Disease-associated gut microbes in BP patients
Following the observation of altered patterns of diversity in BP patients, we performed analyses to identify individual taxa contributing to these patterns, both in the 16S rRNA gene and shotgun data. We first conducted linear discriminant analysis effect size (LEfSe) analysis (41) to identify differentially abundant microbial signatures in BP patients, as well as the two BP sub-groups. Multivariate association with linear models (MaAsLin2) (42) was then applied to control for potentially confounding factors, including study center, age and sex. The intersection of significantly differential features identified by LEfSe and MaAsLin2 were deemed as credible BP-associated gut microbial features, following similar previous studies [(43); see Methods]. Compared to the controls, a total of four ASVs are significantly more abundant in BP patients, whereas seven ASVs are significantly reduced (Figures S2A, B). Of the increased ASVs, ASV_219, is enriched in relapsed BP patients as well (Figures S2D, E), which primarily matches the genus Flavonifractor in the SILVA 138 database (34), and Flavonifractor plautii when queried in NCBI (E = 2e-154). Conversely, two out of seven ASVs reduced in BP groups belong to Faecalibacterium, together with one closely matching Sutterella (Figures S2A, B). Notably, ASVs matching Faecalibacterium are also reduced in both subgroups of BP patients (Figures S2C-E). Altogether, alterations in the genera Flavonifractor and Faecalibacterium appear to be associated with BP disease.
Next, we performed the same differential analyses using shotgun data at the species level.

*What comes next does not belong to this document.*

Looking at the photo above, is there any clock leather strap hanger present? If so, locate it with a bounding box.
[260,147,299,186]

This reveals three species to be enriched in BP patients: Ruthenibacterium lactatiformans, Anaerotruncus colihominis, and Eubacterium callanderi. In contrast, Prevotella copri, Faecalibacterium prausnitzii and Faecalibacterium sp. I417 are decreased in BP patients (Figures 3A, B). Of the three increased in BP, R. lactatiformans and A. colihominis are more abundant in BP patients who were newly diagnosed (BPF), along with Bacteroides eggerthii and Bifidobacterium dentium (Figures 3C, E). Conversely, Sutterella wadsworthensis was found to be decreased in the BPF group. The differential analysis between individuals with relapsed BP disease (BPR) and their controls (CLR) identifies a significant increase in six bacterial species, including F. plautii, along with a reduction in the abundance of three other species, such as Alistipes shahii (Figure 3D). Overall, the observed changes in gut microbial species, including F. prausnitzii, F. plautii, R. lactatiformans, and A. colihominis, are likely associated with BP. Notably, F. plautii appears to have a more prominent association with BP disease relapse, which is consistent with the findings from the 16S rRNA gene data.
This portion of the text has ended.